Merasa cemburu bukan berarti Anda orang jahat, tetapi itu bisa menimbulkan kebencian. Cara terbaik untuk membingkai ulang kecemburuan adalah melalui kejujuran - bertanya pada diri sendiri "bagaimana saya bisa sampai ke tempat yang saya inginkan?"
"Jika saya cemburu pada teman saya berdasarkan umpan media sosialnya, dapatkah saya benar-benar objektif tanpa mengharapkannya buruk?" kata Neo. "Mungkin ada bagian dari hidupnya yang tidak sempurna juga, dan itu tidak masalah."
4. Bersalah
Rasa bersalah terkadang sangat terkait dengan empati. Ini perasaan tegang karena melakukan sesuatu, atau gagal melakukan sesuatu, jadi sering kali ini semua tentang kewajiban Anda. "Jika kamu belum melakukan sesuatu, tanyakan pada dirimu sendiri, apa rasa bersalah ini memberitahuku tentang apa yang perlu aku ubah dalam hidupku?" Kata Neo. "Atau mungkin itu memberitahumu kamu melakukan terlalu banyak. Bagaimana kamu bisa membingkai ulang kesalahan ini?" Jika Anda merasa bersalah setiap saat, setiap hari, tanyakan pada diri Anda mengapa. Sangat tidak mungkin untuk membantu semua orang, jadi itu tidak harus jatuh di pundak Anda setiap saat.
"Ini tentang bertanya pada dirimu sendiri, dari mana aku merasa berkewajiban, dari mana asalnya?" kata Neo. "Seringkali ini terkait dengan di mana kamu tidak menjaga dirimu sendiri. Jadi tanyakan pada dirimu, bagaimana aku bisa memiliki lebih banyak empati untuk diriku sendiri?"
5. Malu
Rasa malu yang salah tempat itu berbahaya. Dalam beberapa kasus, rasa malu yang intens dapat menciptakan tipe kepribadian gelap seperti narsisis, karena mereka mendorong kebencian diri mereka ke dalam dan mengenakan front muluk untuk melindungi diri mereka sendiri.

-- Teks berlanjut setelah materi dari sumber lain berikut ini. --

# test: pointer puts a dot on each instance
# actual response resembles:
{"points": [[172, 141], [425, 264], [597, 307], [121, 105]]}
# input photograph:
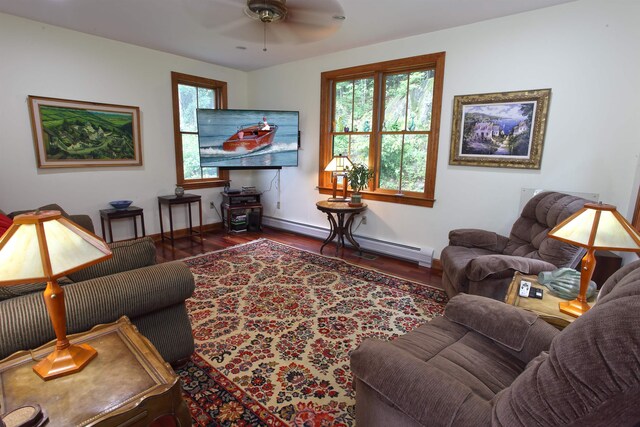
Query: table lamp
{"points": [[337, 166], [595, 227], [44, 246]]}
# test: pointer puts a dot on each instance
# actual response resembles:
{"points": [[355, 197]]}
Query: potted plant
{"points": [[358, 176]]}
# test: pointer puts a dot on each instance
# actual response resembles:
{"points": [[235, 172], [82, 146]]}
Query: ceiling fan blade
{"points": [[214, 13], [252, 31], [325, 7], [301, 33], [309, 20]]}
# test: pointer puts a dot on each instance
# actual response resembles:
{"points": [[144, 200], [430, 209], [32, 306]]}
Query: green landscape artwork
{"points": [[77, 134], [71, 133]]}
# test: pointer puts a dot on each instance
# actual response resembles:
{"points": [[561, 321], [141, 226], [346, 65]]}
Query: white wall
{"points": [[38, 59], [586, 52]]}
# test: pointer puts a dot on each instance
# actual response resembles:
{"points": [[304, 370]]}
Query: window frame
{"points": [[220, 91], [378, 71]]}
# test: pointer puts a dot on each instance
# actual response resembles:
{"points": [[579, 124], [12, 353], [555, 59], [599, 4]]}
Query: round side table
{"points": [[340, 216]]}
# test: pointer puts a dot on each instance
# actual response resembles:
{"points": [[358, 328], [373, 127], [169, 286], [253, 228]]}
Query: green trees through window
{"points": [[385, 115], [189, 94]]}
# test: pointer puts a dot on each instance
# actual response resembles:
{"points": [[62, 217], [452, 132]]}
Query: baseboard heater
{"points": [[423, 256]]}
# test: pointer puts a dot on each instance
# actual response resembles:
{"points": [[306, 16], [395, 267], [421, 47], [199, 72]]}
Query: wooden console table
{"points": [[127, 384], [339, 227], [171, 201], [130, 212], [546, 308]]}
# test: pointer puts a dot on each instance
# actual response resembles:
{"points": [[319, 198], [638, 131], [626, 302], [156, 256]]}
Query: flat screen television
{"points": [[248, 139]]}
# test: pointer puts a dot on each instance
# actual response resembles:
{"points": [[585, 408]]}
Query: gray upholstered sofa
{"points": [[488, 363], [481, 262], [130, 283]]}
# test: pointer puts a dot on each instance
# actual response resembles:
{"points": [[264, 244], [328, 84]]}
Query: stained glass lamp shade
{"points": [[595, 227], [44, 246]]}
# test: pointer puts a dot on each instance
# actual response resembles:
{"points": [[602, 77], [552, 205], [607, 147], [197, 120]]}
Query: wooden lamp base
{"points": [[574, 308], [65, 361]]}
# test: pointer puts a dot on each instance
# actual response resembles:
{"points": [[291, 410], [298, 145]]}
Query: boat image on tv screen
{"points": [[247, 138]]}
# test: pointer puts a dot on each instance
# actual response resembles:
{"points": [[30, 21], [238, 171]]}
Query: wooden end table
{"points": [[546, 308], [171, 201], [131, 212], [337, 212], [128, 383]]}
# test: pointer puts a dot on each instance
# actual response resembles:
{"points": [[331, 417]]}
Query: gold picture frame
{"points": [[79, 134], [503, 129]]}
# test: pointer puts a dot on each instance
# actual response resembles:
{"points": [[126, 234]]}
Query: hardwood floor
{"points": [[215, 240]]}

Rasa malu adalah semua tentang identitas Anda dan perasaan tegang tentang diri Anda dan siapa diri Anda. "Seringkali, itu cenderung super diperbesar di kepala kita dan kita merasa buruk pada dasarnya identitas kita," kata Neo.
"Jadi, ketika kita merasa malu, itu adalah undangan untuk memeriksa hidup kita dan cara kita memandang diri kita sendiri." Rasa malu dapat membantu kita mundur dan melihat berbagai cara kita menyerang diri sendiri secara sia-sia. Misalnya, masalah kesehatan mental kita, atau masalah hubungan kita. Terkadang, memeriksa rasa malu bisa membuat kita sadar bahwa itu bukan suara kita sendiri yang mengkritik kita, tetapi seseorang dari masa lalu.

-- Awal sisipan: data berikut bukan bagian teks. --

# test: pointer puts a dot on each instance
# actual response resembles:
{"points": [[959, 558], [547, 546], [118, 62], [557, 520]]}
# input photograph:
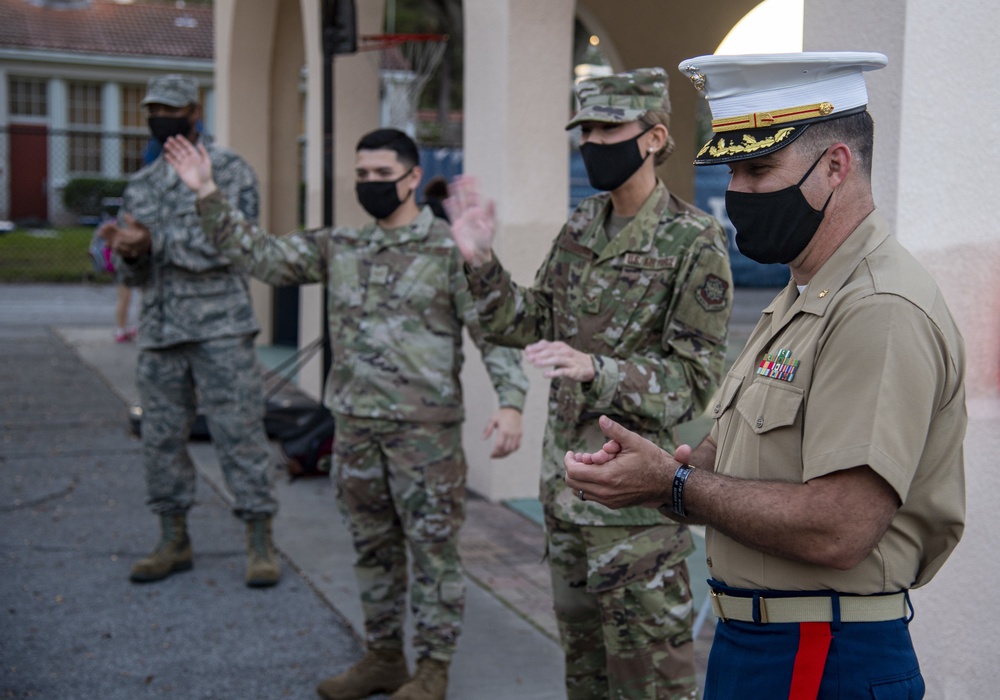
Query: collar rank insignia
{"points": [[779, 365]]}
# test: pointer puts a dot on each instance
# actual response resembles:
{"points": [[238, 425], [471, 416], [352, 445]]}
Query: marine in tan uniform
{"points": [[629, 312], [398, 301], [833, 481]]}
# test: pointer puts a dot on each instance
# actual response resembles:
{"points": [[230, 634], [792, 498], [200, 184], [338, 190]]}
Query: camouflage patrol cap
{"points": [[623, 97], [173, 90]]}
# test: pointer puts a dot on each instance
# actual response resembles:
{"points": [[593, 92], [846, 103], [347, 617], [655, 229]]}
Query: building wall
{"points": [[59, 71]]}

"Rasa malu juga merupakan undangan untuk pengampunan, karena seringkali kita tidak pernah memaafkan diri kita sendiri," kata Neo. "Seperti, ketika aku berumur tujuh tahun aku melakukan hal ini dan aku masih malu pada diriku sendiri. Dan itu bukan hal yang benar-benar baik untuk bertahan pada saat kamu berusia 35. Itu 28 tahun. Itu sangat melelahkan."